Order 17. Cutleriaceæ. The thallus is formed by the union of the originally free, band-shaped shoots. The growth is intercalary. Sexual reproduction by the conjugation of male and female gametes. An asexual generation of different appearance, which produces zoospores, arises from the germination of the zygote. Cutleria, Zanardinia.

Sub-Family 2. Acinetæ.

Branched, simple cell-rows with intercalary growth. The organs of reproduction are partly uni-and partly multicellular; in the unicellular ones a cell without cilia is formed, which may be destitute of a cell-wall, but has one nucleus (oosphere?), or which has a cell-wall and contains several (generally four) nuclei (aplanospores?); in the multicellular, monosymmetric swarm-cells with two cilia (spermatozoids?) are formed. The fertilisation has not been observed.

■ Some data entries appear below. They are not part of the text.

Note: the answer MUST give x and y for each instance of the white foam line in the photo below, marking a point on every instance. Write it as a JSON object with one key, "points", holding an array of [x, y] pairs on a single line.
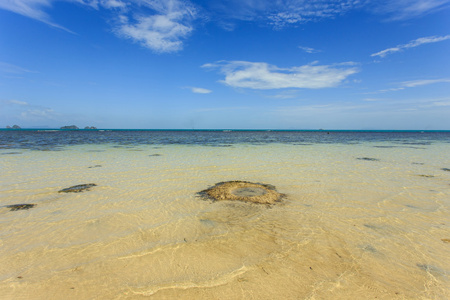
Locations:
{"points": [[224, 279]]}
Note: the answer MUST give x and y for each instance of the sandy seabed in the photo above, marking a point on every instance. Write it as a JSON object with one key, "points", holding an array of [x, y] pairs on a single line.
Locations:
{"points": [[348, 228]]}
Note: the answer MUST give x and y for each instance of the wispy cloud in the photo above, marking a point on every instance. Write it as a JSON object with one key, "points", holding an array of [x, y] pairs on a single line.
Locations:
{"points": [[200, 90], [13, 69], [309, 49], [263, 76], [414, 83], [160, 25], [34, 9], [412, 44], [407, 9], [163, 30]]}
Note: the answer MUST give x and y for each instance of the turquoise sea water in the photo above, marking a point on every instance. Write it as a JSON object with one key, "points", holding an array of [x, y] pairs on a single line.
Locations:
{"points": [[366, 215]]}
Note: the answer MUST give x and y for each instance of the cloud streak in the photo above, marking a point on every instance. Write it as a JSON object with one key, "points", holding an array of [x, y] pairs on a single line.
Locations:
{"points": [[200, 90], [407, 9], [263, 76], [34, 9], [411, 44], [163, 30]]}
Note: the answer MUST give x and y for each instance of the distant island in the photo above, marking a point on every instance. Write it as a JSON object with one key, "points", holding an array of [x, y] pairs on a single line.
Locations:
{"points": [[72, 127], [14, 127]]}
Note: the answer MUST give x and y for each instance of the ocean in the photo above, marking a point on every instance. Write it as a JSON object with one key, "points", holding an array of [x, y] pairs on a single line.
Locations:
{"points": [[366, 214]]}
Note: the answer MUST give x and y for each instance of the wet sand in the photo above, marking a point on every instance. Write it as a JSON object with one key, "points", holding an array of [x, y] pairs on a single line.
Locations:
{"points": [[349, 228]]}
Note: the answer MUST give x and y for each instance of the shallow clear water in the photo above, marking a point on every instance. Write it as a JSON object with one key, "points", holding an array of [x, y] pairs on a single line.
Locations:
{"points": [[366, 215]]}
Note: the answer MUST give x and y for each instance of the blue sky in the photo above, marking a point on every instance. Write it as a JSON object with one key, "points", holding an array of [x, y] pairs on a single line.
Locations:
{"points": [[235, 64]]}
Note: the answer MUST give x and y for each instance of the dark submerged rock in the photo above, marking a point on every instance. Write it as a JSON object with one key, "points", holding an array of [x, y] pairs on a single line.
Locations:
{"points": [[77, 188], [368, 158], [245, 191], [15, 207]]}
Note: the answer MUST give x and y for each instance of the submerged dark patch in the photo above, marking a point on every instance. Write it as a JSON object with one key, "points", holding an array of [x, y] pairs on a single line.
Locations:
{"points": [[15, 207], [368, 158], [96, 166], [243, 191], [77, 188]]}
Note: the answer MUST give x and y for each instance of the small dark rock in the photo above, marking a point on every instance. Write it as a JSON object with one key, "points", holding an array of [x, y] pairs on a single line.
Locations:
{"points": [[15, 207], [77, 188], [368, 158]]}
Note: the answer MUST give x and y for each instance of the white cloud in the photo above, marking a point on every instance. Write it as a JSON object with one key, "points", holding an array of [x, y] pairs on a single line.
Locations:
{"points": [[263, 76], [200, 90], [412, 44], [407, 9], [17, 102], [34, 9], [161, 33], [162, 30], [415, 83], [160, 25], [13, 69], [309, 50]]}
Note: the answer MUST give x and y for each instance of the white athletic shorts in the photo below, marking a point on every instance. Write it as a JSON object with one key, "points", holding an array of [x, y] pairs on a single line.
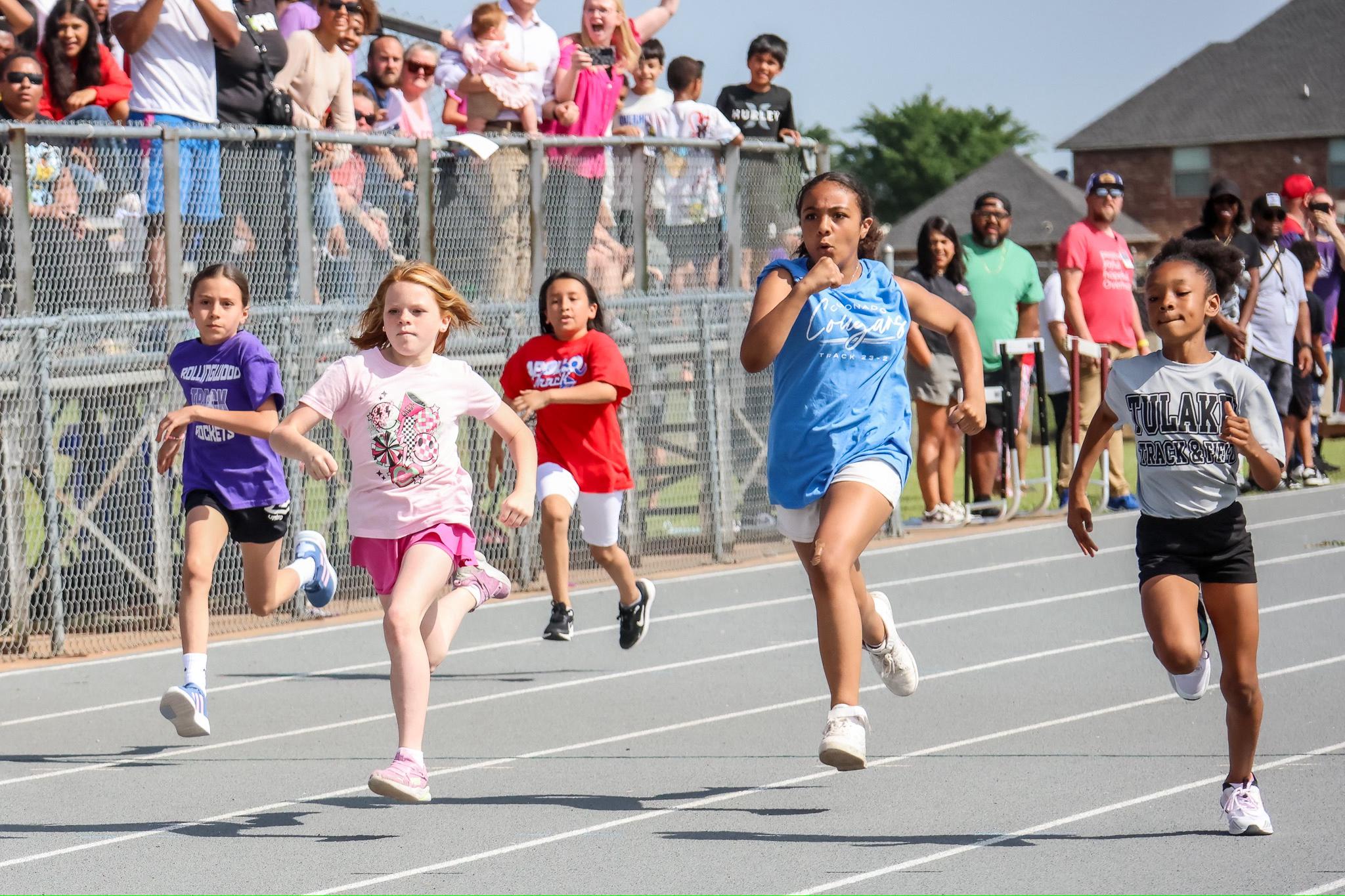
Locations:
{"points": [[600, 512], [802, 524]]}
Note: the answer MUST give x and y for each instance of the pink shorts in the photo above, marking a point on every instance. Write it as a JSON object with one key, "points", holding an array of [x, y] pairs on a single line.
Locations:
{"points": [[382, 558]]}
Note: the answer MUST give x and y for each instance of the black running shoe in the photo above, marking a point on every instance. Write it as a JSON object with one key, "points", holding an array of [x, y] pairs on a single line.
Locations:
{"points": [[634, 621], [562, 628]]}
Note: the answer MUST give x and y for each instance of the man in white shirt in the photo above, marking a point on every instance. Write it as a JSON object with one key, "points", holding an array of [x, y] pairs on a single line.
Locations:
{"points": [[1278, 313], [171, 45], [502, 213]]}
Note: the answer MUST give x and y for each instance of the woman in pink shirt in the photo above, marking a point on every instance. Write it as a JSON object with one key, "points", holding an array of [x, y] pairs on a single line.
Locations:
{"points": [[592, 92], [397, 402]]}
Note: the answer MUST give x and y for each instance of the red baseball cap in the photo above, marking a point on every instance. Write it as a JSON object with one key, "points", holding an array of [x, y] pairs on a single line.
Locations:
{"points": [[1297, 187]]}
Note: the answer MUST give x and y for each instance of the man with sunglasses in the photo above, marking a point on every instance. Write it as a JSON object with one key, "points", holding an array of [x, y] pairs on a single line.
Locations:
{"points": [[1278, 313], [1005, 285], [171, 47], [1098, 284]]}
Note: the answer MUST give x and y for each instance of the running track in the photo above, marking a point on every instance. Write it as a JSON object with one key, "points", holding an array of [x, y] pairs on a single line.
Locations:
{"points": [[1043, 753]]}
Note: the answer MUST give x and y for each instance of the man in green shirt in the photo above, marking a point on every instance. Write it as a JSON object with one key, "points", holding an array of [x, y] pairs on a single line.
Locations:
{"points": [[1003, 282]]}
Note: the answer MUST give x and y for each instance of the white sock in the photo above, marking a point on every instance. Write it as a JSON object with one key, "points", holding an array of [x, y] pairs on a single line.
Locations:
{"points": [[305, 568], [194, 670]]}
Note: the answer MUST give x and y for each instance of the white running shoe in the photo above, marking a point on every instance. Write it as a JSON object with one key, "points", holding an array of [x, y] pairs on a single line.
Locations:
{"points": [[844, 738], [1193, 684], [1245, 811], [893, 658]]}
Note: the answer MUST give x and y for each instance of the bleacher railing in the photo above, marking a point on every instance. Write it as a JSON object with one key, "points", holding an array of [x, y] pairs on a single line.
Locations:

Order 1. Tilopteridaceæ. Haplospora, Tilopteris.

Family 2. Cyclosporeæ.

The individuals are multicellular, with growth by an apical cell. The thallus—often bilateral—is differentiated into a root-like structure (attachment-disc), and stem, sometimes also into leaves (Sargassum). Sometimes a differentiation occurs into various tissue-systems, viz. an external assimilating tissue, a storing tissue, a mechanical tissue of thickened, longitudinal, parenchymatous, strengthening cells, and a conducting tissue of sieve-cells, or of short sieve-tubes with perforated walls. Colouring material, as in Phæosporeæ. Vegetative reproduction can only take place by means of detached portions of the thallus (Sargassum), which are kept floating by means of bladders (Fig. [70] A, a, Fig. [72]). Zoospores are wanting.

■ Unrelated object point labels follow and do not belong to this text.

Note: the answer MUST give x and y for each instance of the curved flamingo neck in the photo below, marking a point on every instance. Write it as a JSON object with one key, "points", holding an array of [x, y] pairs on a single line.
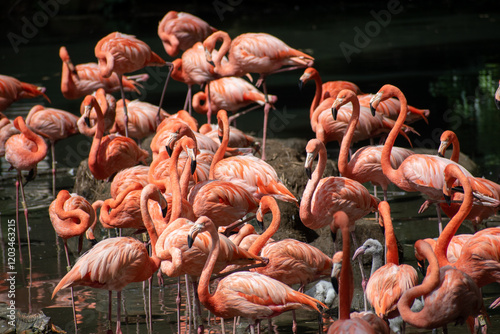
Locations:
{"points": [[270, 231], [306, 214], [453, 173], [203, 292], [391, 173], [343, 161], [390, 238], [430, 282], [219, 154]]}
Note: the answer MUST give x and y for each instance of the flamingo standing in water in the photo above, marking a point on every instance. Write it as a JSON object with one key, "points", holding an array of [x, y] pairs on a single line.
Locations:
{"points": [[365, 163], [246, 294], [255, 53], [418, 172], [386, 285], [11, 90], [53, 124], [345, 323], [24, 151], [84, 79], [179, 31], [114, 263], [121, 53], [449, 294], [111, 153], [71, 215]]}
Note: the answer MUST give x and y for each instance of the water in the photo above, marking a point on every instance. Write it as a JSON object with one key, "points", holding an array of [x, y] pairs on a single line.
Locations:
{"points": [[446, 60]]}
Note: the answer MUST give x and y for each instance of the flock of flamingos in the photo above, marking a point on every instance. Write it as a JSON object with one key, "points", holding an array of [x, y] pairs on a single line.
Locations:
{"points": [[206, 183]]}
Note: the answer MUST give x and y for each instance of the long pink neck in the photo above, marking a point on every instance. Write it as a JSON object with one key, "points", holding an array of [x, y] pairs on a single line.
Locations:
{"points": [[224, 125], [343, 163], [451, 174], [431, 282], [391, 173], [306, 214], [273, 227]]}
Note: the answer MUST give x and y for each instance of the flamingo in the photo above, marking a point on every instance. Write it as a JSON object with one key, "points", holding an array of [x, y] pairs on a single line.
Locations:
{"points": [[365, 163], [7, 129], [121, 53], [53, 124], [111, 153], [231, 94], [24, 151], [290, 261], [449, 294], [141, 120], [107, 102], [418, 172], [389, 282], [71, 215], [246, 294], [114, 263], [84, 79], [180, 31], [255, 53], [346, 323], [11, 90]]}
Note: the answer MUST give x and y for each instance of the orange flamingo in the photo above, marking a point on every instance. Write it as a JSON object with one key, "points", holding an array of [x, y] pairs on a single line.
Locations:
{"points": [[418, 172], [346, 323], [7, 129], [107, 102], [386, 285], [71, 215], [11, 90], [84, 79], [255, 53], [449, 294], [246, 294], [231, 94], [141, 120], [121, 53], [180, 31], [114, 263], [53, 124], [255, 174], [24, 151], [365, 164], [111, 153], [290, 261]]}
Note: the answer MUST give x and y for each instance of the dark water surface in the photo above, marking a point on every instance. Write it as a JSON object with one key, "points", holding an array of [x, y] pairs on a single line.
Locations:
{"points": [[444, 58]]}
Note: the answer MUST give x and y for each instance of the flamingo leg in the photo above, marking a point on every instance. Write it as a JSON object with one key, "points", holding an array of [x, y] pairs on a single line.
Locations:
{"points": [[68, 268], [158, 120], [125, 111], [25, 207]]}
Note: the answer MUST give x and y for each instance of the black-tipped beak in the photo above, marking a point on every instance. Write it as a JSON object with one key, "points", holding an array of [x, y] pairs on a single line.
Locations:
{"points": [[193, 167], [308, 172], [335, 284]]}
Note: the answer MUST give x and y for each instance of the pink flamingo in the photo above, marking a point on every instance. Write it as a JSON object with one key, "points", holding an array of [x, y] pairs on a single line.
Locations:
{"points": [[11, 90], [53, 124], [84, 79], [121, 53], [180, 31], [246, 294], [365, 164], [110, 154], [255, 53]]}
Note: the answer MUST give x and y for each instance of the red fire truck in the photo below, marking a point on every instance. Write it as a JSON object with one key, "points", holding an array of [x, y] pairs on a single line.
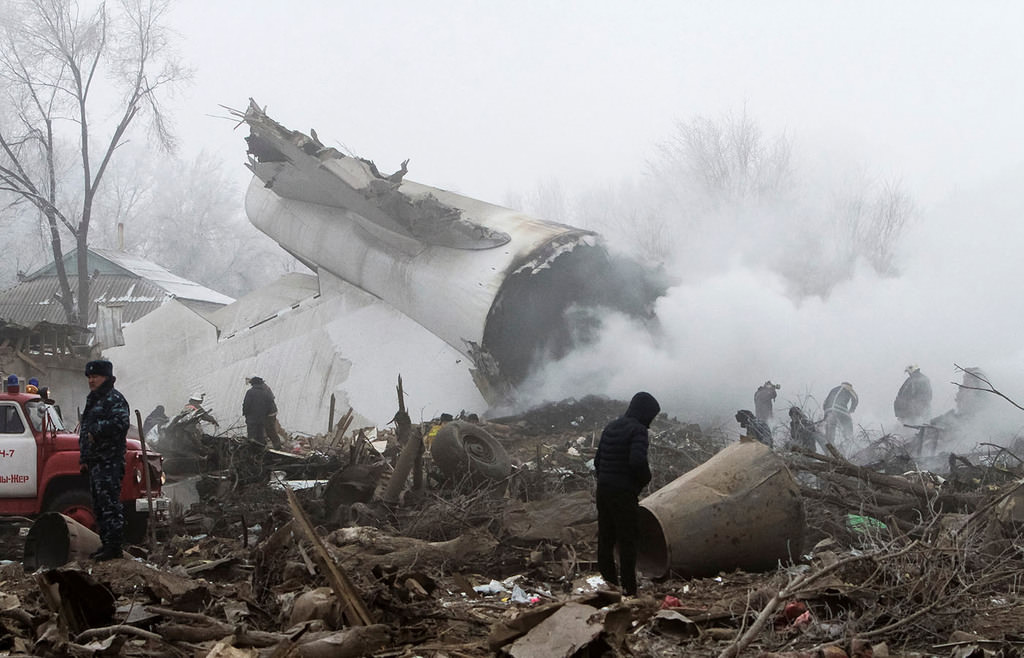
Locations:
{"points": [[40, 472]]}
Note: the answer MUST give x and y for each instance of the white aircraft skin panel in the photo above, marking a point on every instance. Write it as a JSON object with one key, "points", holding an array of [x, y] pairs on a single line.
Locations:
{"points": [[344, 342]]}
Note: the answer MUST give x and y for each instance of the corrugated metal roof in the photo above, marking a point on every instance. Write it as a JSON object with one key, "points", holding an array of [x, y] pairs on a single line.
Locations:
{"points": [[116, 263], [37, 300], [123, 279]]}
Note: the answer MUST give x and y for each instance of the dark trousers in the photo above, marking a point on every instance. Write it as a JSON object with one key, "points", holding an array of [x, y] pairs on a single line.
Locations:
{"points": [[104, 484], [616, 526], [256, 431]]}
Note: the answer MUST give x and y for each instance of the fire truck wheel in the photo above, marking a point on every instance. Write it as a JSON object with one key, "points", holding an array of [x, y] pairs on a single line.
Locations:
{"points": [[76, 503], [463, 448]]}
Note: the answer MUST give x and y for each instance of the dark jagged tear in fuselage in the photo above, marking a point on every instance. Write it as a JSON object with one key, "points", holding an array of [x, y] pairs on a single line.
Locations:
{"points": [[543, 313]]}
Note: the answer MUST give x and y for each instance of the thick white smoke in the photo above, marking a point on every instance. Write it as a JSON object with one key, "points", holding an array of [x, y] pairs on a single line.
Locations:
{"points": [[720, 336]]}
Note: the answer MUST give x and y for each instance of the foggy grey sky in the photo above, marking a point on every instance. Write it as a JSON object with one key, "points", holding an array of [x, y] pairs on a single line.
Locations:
{"points": [[487, 98]]}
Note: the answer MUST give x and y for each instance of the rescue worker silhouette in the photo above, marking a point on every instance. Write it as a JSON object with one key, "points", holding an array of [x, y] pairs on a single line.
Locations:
{"points": [[840, 404], [755, 427], [764, 399], [622, 470], [258, 406], [913, 401], [101, 444]]}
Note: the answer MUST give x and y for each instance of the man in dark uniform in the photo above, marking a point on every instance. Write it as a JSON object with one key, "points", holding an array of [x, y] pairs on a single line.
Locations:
{"points": [[101, 442], [764, 398], [913, 401], [621, 465], [839, 407], [756, 428], [257, 405]]}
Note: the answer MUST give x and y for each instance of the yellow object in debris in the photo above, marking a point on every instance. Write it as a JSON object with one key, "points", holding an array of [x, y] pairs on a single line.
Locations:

The sexual reproduction takes place by oogamous fertilisation. The oogonia and antheridia are formed inside special organs (conceptacles), and are surrounded by paraphyses. The conceptacles (Fig. [70] B, Fig. [71] b) are small, pear-shaped or spherical depressions, produced by a special ingrowth of the surface cells of the thallus, and their mouths (ostioles) project like small warts; they are either situated near the end of the ordinary branches of the thallus (Fucus serratus, Fig. [71] a) which may be swollen on this account (Fucus vesiculosus, Fig. [70] A, b), or on special short branches (Ascophyllum, Sargassum). The vertical section of a conceptacle is seen in Fig. [70] B (see also Fig. [71] b) where, in addition to the paraphyses, oogonia only are seen (F. vesiculosus is diœcious—male plant, yellow-brown; female plant, olive-brown); but in some species antheridia, together with oogonia, are produced in the same conceptacle. The oogonia are large, almost spherical cells, situated on a short stalk, in each of which are formed from 1–8 (in Fucus, 8; in Ascophyllum, 4; in Halidrys, 1; in Pelvetia, 2) rounded, immotile oospheres. The wall of the oogonium ruptures, and the oospheres, still enclosed in the inner membrane, are ejected through the mouth of the conceptacle, and float about in the water, being finally set free by the bursting of the inner membrane. The antheridia are oblong cells (Fig. [70] C, a), many of which are produced on the same branched antheridiophore (Fig. [70] C); the numerous spermatozoids are provided with 2 cilia and are very small (Fig. [70] D, two antheridia surrounded by spermatozoids, one being open). The spermatozoids, still enclosed by the inner membrane of the antheridium, are similarly set free, and fertilisation takes place in the water, numerous spermatozoids collecting round the oosphere (Fig. [70] E), which is many times larger, and by their own motion causing it to rotate. After fertilisation, the oospore surrounds itself with a cell-wall and germinates immediately, attaching itself (Fig. [70] F) to some object, and by cell-division grows into a new plant.